On November 8th, twelve days before the tournament began, Sepp Blatter, the former president of FIFA, admitted that Qatar had been “a bad choice.” His successor, Gianni Infantino, said that it would be the best World Cup ever. He wrote to the thirty-two teams taking part and asked them to focus on soccer, “without handing out moral lessons to the rest of the world.”

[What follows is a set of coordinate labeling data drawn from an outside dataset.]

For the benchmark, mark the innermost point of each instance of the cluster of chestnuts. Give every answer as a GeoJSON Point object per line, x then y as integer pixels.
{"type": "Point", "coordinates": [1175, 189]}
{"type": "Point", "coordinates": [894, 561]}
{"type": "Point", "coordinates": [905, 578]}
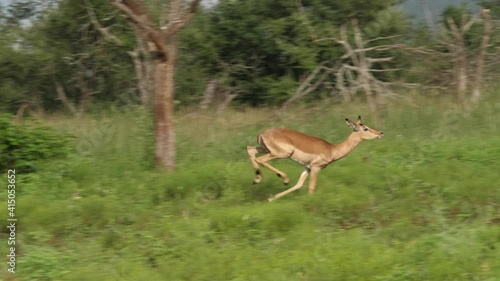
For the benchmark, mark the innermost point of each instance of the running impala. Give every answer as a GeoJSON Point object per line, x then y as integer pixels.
{"type": "Point", "coordinates": [312, 152]}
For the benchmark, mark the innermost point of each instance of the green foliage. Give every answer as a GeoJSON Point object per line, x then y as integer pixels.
{"type": "Point", "coordinates": [23, 147]}
{"type": "Point", "coordinates": [409, 206]}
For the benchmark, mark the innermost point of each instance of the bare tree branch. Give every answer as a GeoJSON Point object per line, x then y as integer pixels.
{"type": "Point", "coordinates": [104, 31]}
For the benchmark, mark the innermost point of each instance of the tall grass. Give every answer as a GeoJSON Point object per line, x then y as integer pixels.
{"type": "Point", "coordinates": [423, 203]}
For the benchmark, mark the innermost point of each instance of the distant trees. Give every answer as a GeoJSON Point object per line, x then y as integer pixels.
{"type": "Point", "coordinates": [80, 56]}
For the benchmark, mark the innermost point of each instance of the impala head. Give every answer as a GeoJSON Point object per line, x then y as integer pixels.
{"type": "Point", "coordinates": [364, 131]}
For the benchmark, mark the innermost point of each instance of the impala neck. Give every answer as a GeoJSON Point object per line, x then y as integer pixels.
{"type": "Point", "coordinates": [342, 149]}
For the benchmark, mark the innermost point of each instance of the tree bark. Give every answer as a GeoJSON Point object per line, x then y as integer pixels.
{"type": "Point", "coordinates": [476, 92]}
{"type": "Point", "coordinates": [162, 42]}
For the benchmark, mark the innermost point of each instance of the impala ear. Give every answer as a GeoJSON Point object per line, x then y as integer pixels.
{"type": "Point", "coordinates": [350, 124]}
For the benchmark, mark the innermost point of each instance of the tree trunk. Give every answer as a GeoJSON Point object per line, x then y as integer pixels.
{"type": "Point", "coordinates": [162, 42]}
{"type": "Point", "coordinates": [476, 92]}
{"type": "Point", "coordinates": [164, 106]}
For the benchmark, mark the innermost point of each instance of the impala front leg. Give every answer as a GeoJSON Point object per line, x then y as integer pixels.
{"type": "Point", "coordinates": [252, 151]}
{"type": "Point", "coordinates": [313, 179]}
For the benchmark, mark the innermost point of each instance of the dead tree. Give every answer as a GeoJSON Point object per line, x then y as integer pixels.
{"type": "Point", "coordinates": [458, 50]}
{"type": "Point", "coordinates": [162, 43]}
{"type": "Point", "coordinates": [476, 91]}
{"type": "Point", "coordinates": [357, 72]}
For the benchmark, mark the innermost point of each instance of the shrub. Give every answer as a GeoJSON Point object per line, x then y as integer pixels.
{"type": "Point", "coordinates": [21, 146]}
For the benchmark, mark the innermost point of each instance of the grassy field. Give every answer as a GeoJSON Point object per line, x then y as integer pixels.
{"type": "Point", "coordinates": [422, 203]}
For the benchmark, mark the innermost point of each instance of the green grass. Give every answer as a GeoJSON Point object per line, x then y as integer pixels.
{"type": "Point", "coordinates": [422, 203]}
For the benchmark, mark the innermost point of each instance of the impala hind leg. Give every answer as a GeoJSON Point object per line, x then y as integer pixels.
{"type": "Point", "coordinates": [262, 160]}
{"type": "Point", "coordinates": [299, 184]}
{"type": "Point", "coordinates": [252, 151]}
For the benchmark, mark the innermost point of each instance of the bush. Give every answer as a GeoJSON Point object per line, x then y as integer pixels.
{"type": "Point", "coordinates": [21, 146]}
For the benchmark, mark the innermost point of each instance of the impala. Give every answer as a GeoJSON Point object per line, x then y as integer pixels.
{"type": "Point", "coordinates": [312, 152]}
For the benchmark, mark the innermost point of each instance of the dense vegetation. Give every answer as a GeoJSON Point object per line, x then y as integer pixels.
{"type": "Point", "coordinates": [422, 203]}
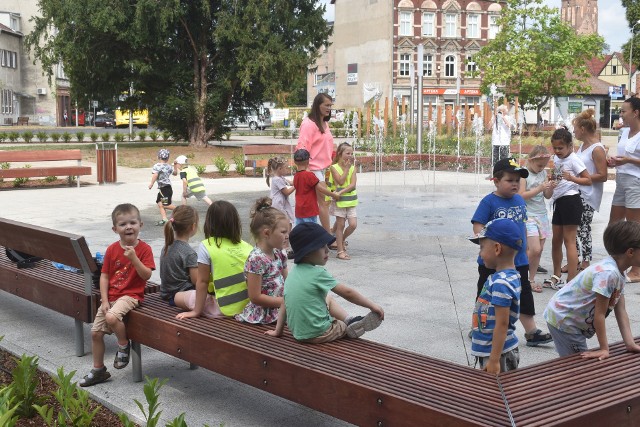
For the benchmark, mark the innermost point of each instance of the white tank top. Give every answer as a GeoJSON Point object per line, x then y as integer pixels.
{"type": "Point", "coordinates": [629, 147]}
{"type": "Point", "coordinates": [592, 194]}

The day before the opening, Infantino addressed some four hundred reporters in an auditorium in Doha. “Today, I have very strong feelings,” he began. “Today I feel Qatari. Today I feel Arab. Today I feel African. Today I feel gay. Today I feel disabled. Today I feel a migrant worker.” Infantino recalled his own struggles, as the child of Italian migrants in Switzerland. He was bullied because of something red on his hands. He asked his director of communications what these were called. “Freckles,” Infantino said. He advised the reporters for not writing more about disabled people. “Nobody cares,” he said. He mourned the deaths of African migrants at sea in the Mediterranean, attempting to reach a better life: “Where are we going? Where are we going with our way of working, guys?”

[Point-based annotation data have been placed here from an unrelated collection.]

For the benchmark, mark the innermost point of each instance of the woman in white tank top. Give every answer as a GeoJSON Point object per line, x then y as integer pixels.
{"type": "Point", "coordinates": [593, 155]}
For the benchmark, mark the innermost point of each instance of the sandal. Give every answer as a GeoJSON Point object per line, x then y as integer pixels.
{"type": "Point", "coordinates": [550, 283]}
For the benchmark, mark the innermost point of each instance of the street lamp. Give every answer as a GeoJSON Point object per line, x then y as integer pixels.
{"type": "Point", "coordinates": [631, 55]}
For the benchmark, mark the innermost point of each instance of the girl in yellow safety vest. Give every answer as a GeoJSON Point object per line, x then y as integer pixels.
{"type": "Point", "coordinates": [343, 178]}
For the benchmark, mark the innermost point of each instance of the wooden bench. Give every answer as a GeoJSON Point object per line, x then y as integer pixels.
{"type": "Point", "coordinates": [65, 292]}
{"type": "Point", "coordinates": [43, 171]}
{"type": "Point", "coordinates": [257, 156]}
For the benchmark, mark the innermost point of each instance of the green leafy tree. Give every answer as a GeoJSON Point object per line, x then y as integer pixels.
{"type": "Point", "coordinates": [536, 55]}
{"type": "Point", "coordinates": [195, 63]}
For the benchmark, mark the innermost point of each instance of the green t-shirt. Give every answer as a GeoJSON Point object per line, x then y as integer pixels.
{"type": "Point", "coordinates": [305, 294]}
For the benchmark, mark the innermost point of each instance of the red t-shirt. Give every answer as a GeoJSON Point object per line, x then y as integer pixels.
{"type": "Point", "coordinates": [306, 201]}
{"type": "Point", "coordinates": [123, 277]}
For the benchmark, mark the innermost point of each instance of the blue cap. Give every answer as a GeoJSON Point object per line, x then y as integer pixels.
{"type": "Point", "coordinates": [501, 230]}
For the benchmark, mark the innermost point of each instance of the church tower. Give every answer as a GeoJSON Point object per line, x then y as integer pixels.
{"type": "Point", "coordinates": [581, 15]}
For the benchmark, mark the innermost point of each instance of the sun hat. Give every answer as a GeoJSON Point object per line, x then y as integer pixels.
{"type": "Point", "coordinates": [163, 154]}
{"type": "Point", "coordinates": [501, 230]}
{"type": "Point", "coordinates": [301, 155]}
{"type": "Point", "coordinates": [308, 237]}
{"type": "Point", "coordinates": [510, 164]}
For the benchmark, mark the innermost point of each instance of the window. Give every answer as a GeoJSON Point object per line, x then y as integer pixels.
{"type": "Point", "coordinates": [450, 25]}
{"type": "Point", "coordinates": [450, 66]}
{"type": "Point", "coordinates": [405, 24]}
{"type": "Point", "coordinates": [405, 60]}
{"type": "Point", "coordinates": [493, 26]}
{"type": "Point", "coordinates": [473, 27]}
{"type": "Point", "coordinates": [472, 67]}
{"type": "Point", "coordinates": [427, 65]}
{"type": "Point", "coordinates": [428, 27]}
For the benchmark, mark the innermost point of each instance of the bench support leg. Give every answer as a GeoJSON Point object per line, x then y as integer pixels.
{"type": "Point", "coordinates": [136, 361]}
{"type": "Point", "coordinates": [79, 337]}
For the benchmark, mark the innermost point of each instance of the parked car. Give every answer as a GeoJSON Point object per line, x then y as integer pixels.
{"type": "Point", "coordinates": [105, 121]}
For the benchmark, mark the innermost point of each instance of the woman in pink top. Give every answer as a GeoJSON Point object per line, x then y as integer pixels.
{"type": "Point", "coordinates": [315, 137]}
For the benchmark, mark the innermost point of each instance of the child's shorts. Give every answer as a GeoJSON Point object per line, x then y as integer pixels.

Whatever Infantino was trying to say, it didn’t make much more sense than the words of “Tukoh Taka,” the insanely catchy anthem of the tournament’s Fan Festival, which took place on a shadeless, concrete expanse, not far from Doha’s waterfront: “Some say ‘football,’ some say ‘soccer’ / Likkle shot go block-a (block-a).” Thank you Nicki Minaj. Or a TikTok video that circulated showing some England fans, apparently from Liverpool, who were having a good time in Doha—just having a moosh, in their words—on the lookout for some beer, ending up in a rich Qatari’s house and playing with his pet lion.